The key quote is in the first two minutes of the interview [emphasis mine]:

Bolden: When I became the NASA Administrator – before I became the NASA Administrator – [President Obama] charged me with three things: One was that he wanted me to re-inspire children to want to get into science and math, that he wanted me to expand our international relationships, and third, and perhaps foremost, he wanted me to find a way to reach out to the Muslim world and engage much more with predominantly Muslim nations to help them feel good about their historic contribution to science, math, and engineering.

Though all three of these priorities (inspire kids, international cooperation, and help the Muslim world develop) sound nice, none have anything to do with space exploration. More specifically, they have absolutely nothing to do with NASA’s original charter, which was to explore the solar system and encourage the development of the American aerospace industry.

At about 9:50, Bolden then states that “We’re not going to go anywhere beyond low Earth orbit as a single entity. The United States can’t do it. China can’t do it. No single nation is going to go to a place like Mars alone.”

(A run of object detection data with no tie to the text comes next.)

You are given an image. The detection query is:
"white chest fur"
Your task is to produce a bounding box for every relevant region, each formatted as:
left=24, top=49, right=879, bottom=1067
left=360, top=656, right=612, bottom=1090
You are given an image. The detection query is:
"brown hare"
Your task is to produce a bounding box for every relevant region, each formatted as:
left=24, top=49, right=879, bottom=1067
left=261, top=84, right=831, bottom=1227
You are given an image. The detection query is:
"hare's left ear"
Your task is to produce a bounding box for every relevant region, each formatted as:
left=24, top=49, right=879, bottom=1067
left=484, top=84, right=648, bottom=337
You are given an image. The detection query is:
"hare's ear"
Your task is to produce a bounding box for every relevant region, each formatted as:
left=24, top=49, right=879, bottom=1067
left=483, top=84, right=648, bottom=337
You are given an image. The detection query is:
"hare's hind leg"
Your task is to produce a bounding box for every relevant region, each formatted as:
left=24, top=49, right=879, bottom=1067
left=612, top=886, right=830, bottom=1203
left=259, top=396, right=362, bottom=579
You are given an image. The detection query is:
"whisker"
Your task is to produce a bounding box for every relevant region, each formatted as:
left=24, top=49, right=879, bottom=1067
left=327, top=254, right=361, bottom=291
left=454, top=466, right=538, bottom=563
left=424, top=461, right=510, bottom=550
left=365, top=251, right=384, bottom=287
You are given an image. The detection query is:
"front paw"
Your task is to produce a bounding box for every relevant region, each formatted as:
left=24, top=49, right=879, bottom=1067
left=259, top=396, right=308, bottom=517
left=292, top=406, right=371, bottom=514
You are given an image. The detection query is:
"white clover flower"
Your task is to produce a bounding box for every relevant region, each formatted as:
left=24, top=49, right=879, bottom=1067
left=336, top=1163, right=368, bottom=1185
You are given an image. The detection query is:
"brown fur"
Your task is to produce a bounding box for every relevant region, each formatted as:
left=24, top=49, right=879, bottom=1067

Gee, I wonder what international consortium put those men on the Moon? I always thought the U.S. did it alone. According to Bolden, however, that was impossible: No single nation can do anything alone beyond Earth orbit.

There are more inanities in this interview. Listen for example to his clueless discussion of solar flares at around 19:00 and his statement at 20:30 where he claims an asteroid made of “sand” poses no threat to the Earth.

With leadership like this, the future does not look good for the American aerospace industry.